Coming from someone who turned out to have his own hidden agenda about our relationship, that advice feels particularly hollow now, though maybe there’s still some truth to it. Maybe Aleks really is just a businessman with travel delays who happened to find my listing at the right moment.
I force myself to take a deep breath and practice the relaxation techniques I learned from a meditation app during the worst days after the breakup. Focus on the present moment. Accept what you can observe without adding imaginary complications. Aleks booked a room, arrived when he said he would and behaved politely during our brief interaction. Everything else is speculation.

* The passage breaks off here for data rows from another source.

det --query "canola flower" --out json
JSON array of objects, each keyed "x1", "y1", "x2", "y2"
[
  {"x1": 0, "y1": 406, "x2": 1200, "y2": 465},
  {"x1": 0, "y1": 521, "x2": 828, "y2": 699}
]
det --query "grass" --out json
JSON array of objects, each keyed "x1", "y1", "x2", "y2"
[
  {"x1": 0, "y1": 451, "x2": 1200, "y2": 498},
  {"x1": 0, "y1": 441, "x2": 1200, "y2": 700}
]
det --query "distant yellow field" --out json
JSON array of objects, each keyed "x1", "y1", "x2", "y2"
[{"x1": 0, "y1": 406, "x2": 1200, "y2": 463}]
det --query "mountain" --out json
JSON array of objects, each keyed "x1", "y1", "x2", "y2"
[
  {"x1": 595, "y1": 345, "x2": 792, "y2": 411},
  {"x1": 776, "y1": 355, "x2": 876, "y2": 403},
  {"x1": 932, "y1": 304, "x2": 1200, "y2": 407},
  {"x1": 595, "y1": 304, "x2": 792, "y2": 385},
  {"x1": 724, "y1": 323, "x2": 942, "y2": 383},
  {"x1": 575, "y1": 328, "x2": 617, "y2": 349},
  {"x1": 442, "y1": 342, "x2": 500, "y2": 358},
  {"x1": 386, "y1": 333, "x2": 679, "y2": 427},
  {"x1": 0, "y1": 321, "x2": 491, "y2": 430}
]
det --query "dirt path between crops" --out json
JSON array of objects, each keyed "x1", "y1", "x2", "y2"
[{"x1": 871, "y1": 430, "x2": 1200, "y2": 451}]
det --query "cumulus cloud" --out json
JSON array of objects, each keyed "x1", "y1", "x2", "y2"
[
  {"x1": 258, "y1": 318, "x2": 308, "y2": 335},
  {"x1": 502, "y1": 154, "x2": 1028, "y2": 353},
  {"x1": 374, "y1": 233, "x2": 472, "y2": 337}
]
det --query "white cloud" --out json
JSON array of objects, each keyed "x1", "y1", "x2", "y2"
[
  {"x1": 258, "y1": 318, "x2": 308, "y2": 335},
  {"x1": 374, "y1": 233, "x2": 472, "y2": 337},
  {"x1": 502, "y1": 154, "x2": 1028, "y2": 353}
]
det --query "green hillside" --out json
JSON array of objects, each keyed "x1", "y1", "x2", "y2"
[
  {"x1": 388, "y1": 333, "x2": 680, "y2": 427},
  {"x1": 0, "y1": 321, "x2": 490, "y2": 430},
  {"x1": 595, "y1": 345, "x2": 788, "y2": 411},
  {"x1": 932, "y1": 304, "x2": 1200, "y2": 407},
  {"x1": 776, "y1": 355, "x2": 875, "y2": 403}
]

He did radiate a certain energy though, something I can’t quite define but definitely felt during those few minutes at the front door. Not threatening exactly, but intense in a way that made me hyperaware of his presence. He carried himself with the kind of confidence that comes from being accustomed to control, to having people defer to his wishes without question.
The way he surveyed my living room as he entered, and his careful assessment of the space, reminded me of how my father used to examine hotel rooms when we traveled during my childhood. Dad was a security consultant for corporate clients, and he’d developed habits of noting exits and sight lines that became second nature over the years. Professional paranoia, he called it.